Our pork industry operating system will be delivered through our MetaDesk, a digital dashboard (to borrow Microsoft terminology) where everyone involved in managing a hog production business can interact with their internal and external information sources. It includes the following applications and features:

  • e-production™ / sow farm records – Web-based production management application for sow farms.
  • e-production™ / finishing group records – Web-based production management application for nursery, grower, and finishing sites.
  • e-link™ – Web-based application to link live hog production with packers, including carcass kill sheet data and other information from packers and forecasted delivery schedules, forecasted compositional quantity and quality, and even primal distributions by genetic line.
  • Fast Forward™ – real-time projections and forecasting, linked to production and financial databases.
  • Production Information Manager™ – Automates physical mapping of a production system, links locations with managers, automates routine scheduling, provides project management capabilities.
  • MBA Pork™ – Business modeling software and decision support tool.
  • SPC Graphs™ – graphical analysis tool for presenting production data in a statistical process control framework.
  • OLAP Analysis Tool™ – multidimensional data analysis, allows roll-up consolidation and drill-down capabilities.
  • E-Procurement™ – Automates remote ordering from geographically-dispersed production sites and automates the order process with distributors.
  • Information Channels – Deliver targeted, personalized technical content for a performance support application.


“ The ASP model will be the biggest effect of the Net.”

The Application Service Provider (ASP) model changes the whole definition of an enterprise.
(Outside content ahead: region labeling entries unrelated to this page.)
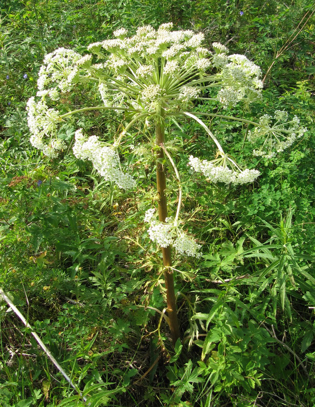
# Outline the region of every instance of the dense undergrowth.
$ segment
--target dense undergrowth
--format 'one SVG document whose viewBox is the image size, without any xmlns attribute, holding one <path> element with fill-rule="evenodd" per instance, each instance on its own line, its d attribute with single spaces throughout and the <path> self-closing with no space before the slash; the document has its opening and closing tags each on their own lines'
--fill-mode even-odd
<svg viewBox="0 0 315 407">
<path fill-rule="evenodd" d="M 71 389 L 3 302 L 1 405 L 315 405 L 312 5 L 305 0 L 3 4 L 0 286 L 77 387 Z M 62 46 L 83 52 L 120 27 L 132 32 L 169 21 L 202 31 L 207 46 L 220 41 L 245 53 L 267 74 L 263 103 L 224 114 L 251 120 L 286 109 L 308 129 L 267 161 L 254 157 L 244 142 L 245 127 L 213 119 L 218 139 L 261 172 L 251 184 L 227 187 L 187 170 L 190 154 L 215 154 L 207 135 L 188 120 L 168 124 L 167 134 L 177 136 L 169 148 L 176 152 L 185 193 L 182 218 L 203 245 L 200 259 L 174 261 L 182 339 L 175 352 L 156 311 L 165 307 L 161 254 L 143 222 L 156 199 L 152 146 L 134 128 L 125 152 L 127 157 L 130 144 L 139 152 L 132 168 L 137 193 L 122 192 L 75 159 L 71 148 L 52 160 L 35 150 L 25 111 L 46 53 Z M 64 103 L 80 105 L 82 95 L 65 96 Z M 210 103 L 194 109 L 206 112 Z M 119 120 L 86 113 L 65 128 L 64 139 L 71 145 L 77 126 L 113 134 Z M 177 199 L 171 171 L 170 207 Z"/>
</svg>

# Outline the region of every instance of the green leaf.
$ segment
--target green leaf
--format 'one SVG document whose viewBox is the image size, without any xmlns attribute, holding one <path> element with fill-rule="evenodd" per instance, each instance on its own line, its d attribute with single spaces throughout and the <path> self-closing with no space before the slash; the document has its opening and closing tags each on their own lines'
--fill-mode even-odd
<svg viewBox="0 0 315 407">
<path fill-rule="evenodd" d="M 301 344 L 301 352 L 305 352 L 306 349 L 310 346 L 313 339 L 313 336 L 312 330 L 306 331 L 304 338 L 303 338 L 303 340 L 302 341 L 302 344 Z"/>
</svg>

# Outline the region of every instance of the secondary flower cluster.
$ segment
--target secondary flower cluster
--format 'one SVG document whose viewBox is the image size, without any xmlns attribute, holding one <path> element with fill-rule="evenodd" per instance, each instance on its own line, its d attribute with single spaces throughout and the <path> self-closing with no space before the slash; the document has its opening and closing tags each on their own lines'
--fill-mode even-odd
<svg viewBox="0 0 315 407">
<path fill-rule="evenodd" d="M 131 37 L 122 28 L 114 33 L 115 38 L 90 44 L 90 53 L 83 56 L 65 48 L 47 55 L 37 81 L 41 100 L 31 98 L 27 108 L 33 145 L 51 157 L 64 147 L 57 138 L 51 140 L 61 121 L 58 115 L 66 118 L 59 112 L 65 106 L 50 106 L 80 83 L 93 89 L 98 85 L 104 107 L 133 108 L 135 114 L 159 114 L 159 107 L 177 112 L 211 87 L 218 89 L 218 103 L 225 107 L 242 99 L 248 104 L 258 97 L 260 70 L 245 56 L 229 55 L 217 42 L 209 50 L 203 46 L 202 33 L 172 28 L 172 23 L 157 30 L 145 25 Z"/>
<path fill-rule="evenodd" d="M 53 100 L 56 100 L 59 91 L 70 91 L 78 75 L 81 58 L 80 54 L 65 48 L 59 48 L 46 55 L 39 72 L 37 96 L 49 94 Z"/>
<path fill-rule="evenodd" d="M 190 156 L 188 165 L 196 172 L 201 172 L 211 182 L 223 182 L 226 185 L 232 184 L 233 185 L 239 185 L 253 182 L 260 175 L 257 169 L 248 169 L 246 168 L 242 171 L 235 166 L 233 160 L 227 158 L 223 160 L 223 165 L 217 165 L 222 163 L 222 160 L 216 159 L 212 161 L 206 160 L 201 161 L 199 158 Z M 230 161 L 232 165 L 232 169 L 227 166 L 227 161 Z"/>
<path fill-rule="evenodd" d="M 60 139 L 52 138 L 59 122 L 59 112 L 55 109 L 49 108 L 44 100 L 36 103 L 34 97 L 28 99 L 26 109 L 28 113 L 27 123 L 32 133 L 32 144 L 50 158 L 56 158 L 58 152 L 66 147 Z M 48 143 L 43 141 L 45 136 L 50 137 Z"/>
<path fill-rule="evenodd" d="M 245 99 L 247 104 L 261 98 L 263 84 L 260 80 L 261 70 L 259 67 L 249 61 L 244 55 L 234 54 L 225 56 L 219 54 L 221 59 L 227 62 L 221 63 L 220 74 L 225 86 L 218 94 L 218 97 L 225 108 L 235 106 Z"/>
<path fill-rule="evenodd" d="M 199 252 L 201 245 L 197 244 L 177 226 L 170 223 L 163 223 L 154 217 L 155 209 L 148 209 L 145 213 L 144 222 L 149 223 L 149 237 L 152 242 L 161 247 L 167 247 L 170 245 L 175 248 L 177 253 L 186 256 L 199 258 L 202 254 Z M 166 219 L 168 221 L 169 219 Z"/>
<path fill-rule="evenodd" d="M 264 114 L 260 118 L 260 125 L 248 133 L 248 140 L 253 144 L 261 144 L 259 149 L 254 150 L 255 156 L 271 158 L 303 136 L 307 129 L 300 126 L 297 116 L 290 121 L 288 119 L 289 114 L 285 110 L 276 110 L 273 117 Z"/>
<path fill-rule="evenodd" d="M 132 177 L 120 169 L 119 157 L 113 147 L 104 146 L 96 136 L 85 137 L 82 129 L 76 131 L 75 139 L 73 153 L 77 158 L 90 161 L 105 181 L 123 189 L 135 187 L 136 182 Z"/>
</svg>

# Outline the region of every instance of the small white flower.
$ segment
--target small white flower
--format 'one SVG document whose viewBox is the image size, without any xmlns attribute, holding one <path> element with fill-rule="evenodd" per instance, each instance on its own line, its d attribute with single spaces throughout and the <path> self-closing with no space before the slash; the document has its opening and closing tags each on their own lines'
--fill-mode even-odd
<svg viewBox="0 0 315 407">
<path fill-rule="evenodd" d="M 180 254 L 185 254 L 196 258 L 199 258 L 202 255 L 202 253 L 199 252 L 201 245 L 197 244 L 194 240 L 183 232 L 180 233 L 176 238 L 173 245 Z"/>
</svg>

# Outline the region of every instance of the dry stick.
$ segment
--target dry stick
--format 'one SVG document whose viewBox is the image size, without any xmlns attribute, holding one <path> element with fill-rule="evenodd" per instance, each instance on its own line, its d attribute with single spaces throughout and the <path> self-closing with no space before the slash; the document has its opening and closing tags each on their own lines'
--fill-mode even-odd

An enterprise becomes a collection of applications, some owned, some out on the Net. But for it to work, the hosted applications have to be able to talk to one another and with in-house, customer-hosted applications.


“ The Internet is creating more change than we’ve ever witnessed, and we’re only in the top of the second inning. ”

I’d like to close by saying that it’s true, the Internet does change everything. But not everything will change. Fundamentally, the way we raise live hogs won’t change. But how we manage the processes will change dramatically. And that will make all our lives a lot easier while at the same time reducing costs and improving profitability.

Thank you.

1Dot-Coms – What Have We Learned. Fortune, October 30, 2000: 82-104.

2Eric Greenberg, founder of Scient and Viant, quoted in Fortune, October 30, 2000: 294.
3Benchmark Capital’s Andy Rachleff, quoted in Fortune, October 30, 2000: 121.